Taking into account the latest results, the current consensus, from the nine analysts covering Athenex, is for revenues of US$138.6m in 2021, which would reflect a measurable 4.0% reduction in Athenex's sales over the past 12 months. Losses are expected to be contained, narrowing 12% from last year to US$1.52. Before this latest report, the consensus had been expecting revenues of US$178.3m and US$1.18 per share in losses. So there's been quite a change-up of views after the recent consensus updates, withthe analysts making a serious cut to their revenue outlook while also expecting losses per share to increase.

The consensus price target fell 55% to US$12.29, with the analysts clearly concerned about the company following the weaker revenue and earnings outlook. It could also be instructive to look at the range of analyst estimates, to evaluate how different the outlier opinions are from the mean. The most optimistic Athenex analyst has a price target of US$33.00 per share, while the most pessimistic values it at US$5.00. With such a wide range in price targets, analysts are almost certainly betting on widely divergent outcomes in the underlying business. With this in mind, we wouldn't rely too heavily the consensus price target, as it is just an average and analysts clearly have some deeply divergent views on the business.

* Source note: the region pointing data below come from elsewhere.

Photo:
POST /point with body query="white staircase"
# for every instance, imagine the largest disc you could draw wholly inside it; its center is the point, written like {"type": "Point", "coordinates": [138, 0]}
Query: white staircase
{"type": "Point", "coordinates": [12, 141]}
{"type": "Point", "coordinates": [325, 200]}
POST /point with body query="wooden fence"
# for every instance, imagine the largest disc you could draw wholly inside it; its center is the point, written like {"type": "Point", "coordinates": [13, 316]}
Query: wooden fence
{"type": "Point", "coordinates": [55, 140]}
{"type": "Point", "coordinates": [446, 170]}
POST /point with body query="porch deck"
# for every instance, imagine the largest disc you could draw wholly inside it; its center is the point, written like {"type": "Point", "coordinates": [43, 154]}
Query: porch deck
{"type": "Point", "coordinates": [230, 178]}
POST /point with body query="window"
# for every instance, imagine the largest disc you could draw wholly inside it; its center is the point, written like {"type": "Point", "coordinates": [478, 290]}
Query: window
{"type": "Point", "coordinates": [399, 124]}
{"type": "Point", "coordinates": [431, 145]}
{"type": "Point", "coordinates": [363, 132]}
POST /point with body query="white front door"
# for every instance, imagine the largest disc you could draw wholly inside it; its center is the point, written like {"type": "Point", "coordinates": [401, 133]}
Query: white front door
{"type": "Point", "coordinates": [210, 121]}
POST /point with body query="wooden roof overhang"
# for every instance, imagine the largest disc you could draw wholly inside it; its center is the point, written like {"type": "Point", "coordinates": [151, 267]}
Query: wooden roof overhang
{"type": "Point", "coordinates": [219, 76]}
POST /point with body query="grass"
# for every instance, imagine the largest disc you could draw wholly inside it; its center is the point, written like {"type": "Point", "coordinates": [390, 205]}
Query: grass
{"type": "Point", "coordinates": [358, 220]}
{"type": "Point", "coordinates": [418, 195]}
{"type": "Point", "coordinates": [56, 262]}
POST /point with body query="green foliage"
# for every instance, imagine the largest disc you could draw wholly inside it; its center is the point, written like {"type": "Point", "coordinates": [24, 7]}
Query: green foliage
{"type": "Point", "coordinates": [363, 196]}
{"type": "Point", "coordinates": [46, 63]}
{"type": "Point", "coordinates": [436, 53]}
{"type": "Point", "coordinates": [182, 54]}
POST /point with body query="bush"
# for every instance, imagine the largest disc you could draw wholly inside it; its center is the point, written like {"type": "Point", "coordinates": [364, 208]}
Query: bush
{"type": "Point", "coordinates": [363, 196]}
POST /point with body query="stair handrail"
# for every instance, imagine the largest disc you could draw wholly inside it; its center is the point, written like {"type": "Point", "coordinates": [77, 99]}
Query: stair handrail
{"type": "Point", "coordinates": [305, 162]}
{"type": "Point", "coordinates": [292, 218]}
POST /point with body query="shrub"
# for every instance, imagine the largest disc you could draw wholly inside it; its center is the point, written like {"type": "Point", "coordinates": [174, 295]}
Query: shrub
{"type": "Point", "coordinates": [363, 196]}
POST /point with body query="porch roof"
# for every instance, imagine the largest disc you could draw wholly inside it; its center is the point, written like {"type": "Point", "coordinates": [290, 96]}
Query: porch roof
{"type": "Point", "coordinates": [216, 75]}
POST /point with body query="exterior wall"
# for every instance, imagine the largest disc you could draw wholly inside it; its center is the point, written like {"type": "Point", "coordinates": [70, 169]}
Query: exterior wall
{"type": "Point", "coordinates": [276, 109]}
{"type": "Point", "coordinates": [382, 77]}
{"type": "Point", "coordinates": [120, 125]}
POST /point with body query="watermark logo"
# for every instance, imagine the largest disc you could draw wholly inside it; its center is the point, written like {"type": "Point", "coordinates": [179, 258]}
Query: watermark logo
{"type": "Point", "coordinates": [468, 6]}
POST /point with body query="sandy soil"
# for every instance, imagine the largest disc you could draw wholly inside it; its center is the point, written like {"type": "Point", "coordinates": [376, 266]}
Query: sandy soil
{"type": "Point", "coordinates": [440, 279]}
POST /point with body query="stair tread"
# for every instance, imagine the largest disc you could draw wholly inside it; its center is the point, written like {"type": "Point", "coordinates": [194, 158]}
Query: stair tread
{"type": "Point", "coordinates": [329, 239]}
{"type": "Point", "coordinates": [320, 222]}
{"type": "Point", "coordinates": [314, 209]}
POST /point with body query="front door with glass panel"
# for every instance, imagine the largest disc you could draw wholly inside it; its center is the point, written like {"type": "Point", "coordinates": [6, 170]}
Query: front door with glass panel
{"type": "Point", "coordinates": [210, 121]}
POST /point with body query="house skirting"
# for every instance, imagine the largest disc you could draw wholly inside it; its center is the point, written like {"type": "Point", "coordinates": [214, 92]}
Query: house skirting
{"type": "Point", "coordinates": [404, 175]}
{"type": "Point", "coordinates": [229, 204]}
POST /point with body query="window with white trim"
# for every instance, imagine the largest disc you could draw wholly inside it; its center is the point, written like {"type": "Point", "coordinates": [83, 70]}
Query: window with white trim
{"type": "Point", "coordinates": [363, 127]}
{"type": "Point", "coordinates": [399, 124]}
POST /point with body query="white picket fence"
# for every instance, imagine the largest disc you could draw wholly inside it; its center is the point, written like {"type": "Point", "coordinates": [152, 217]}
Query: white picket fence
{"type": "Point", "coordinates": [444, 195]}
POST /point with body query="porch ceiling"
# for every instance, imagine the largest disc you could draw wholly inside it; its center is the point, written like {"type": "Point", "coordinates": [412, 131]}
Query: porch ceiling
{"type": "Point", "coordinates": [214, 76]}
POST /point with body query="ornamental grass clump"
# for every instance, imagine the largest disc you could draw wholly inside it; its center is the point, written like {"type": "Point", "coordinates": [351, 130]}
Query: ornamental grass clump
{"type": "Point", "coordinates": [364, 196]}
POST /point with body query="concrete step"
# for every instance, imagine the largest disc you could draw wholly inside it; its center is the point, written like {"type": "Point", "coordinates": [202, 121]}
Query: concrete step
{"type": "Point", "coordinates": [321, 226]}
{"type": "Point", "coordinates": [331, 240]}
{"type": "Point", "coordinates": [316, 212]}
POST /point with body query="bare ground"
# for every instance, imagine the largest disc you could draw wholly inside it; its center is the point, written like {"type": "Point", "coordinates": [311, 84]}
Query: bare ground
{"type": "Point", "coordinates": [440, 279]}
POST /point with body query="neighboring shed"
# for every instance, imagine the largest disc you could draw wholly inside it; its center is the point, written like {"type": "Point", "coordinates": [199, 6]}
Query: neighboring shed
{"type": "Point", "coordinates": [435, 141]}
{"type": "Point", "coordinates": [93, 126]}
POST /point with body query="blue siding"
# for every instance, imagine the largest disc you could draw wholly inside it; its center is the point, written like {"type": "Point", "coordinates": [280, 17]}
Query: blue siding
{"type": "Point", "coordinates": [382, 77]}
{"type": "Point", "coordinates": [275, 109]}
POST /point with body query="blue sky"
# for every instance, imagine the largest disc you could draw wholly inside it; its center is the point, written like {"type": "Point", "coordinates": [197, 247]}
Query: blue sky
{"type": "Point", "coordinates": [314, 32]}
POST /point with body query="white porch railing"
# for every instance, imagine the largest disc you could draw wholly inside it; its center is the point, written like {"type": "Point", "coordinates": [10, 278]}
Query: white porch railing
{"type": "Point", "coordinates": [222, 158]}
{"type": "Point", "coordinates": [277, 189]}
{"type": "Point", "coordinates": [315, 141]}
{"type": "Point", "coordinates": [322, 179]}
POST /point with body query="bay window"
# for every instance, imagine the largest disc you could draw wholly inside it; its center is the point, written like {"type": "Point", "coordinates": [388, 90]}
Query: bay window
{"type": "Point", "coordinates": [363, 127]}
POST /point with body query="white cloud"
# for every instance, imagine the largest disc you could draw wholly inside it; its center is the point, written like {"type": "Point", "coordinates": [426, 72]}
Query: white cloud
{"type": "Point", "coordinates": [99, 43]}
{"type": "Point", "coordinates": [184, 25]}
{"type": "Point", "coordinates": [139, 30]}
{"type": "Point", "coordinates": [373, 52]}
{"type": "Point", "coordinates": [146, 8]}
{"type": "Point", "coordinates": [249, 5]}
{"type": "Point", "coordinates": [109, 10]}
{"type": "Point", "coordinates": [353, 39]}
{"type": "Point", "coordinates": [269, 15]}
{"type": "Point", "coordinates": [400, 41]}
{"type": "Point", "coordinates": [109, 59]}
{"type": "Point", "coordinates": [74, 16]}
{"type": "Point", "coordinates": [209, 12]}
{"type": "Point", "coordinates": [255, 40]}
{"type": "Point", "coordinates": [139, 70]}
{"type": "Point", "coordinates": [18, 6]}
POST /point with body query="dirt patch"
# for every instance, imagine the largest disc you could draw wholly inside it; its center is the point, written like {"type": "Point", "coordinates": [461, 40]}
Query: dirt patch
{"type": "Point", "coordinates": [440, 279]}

Another way we can view these estimates is in the context of the bigger picture, such as how the forecasts stack up against past performance, and whether forecasts are more or less bullish relative to other companies in the industry. These estimates imply that sales are expected to slow, with a forecast annualised revenue decline of 4.0% by the end of 2021. This indicates a significant reduction from annual growth of 41% over the last five years. By contrast, our data suggests that other companies (with analyst coverage) in the same industry are forecast to see their revenue grow 18% annually for the foreseeable future. So although its revenues are forecast to shrink, this cloud does not come with a silver lining - Athenex is expected to lag the wider industry.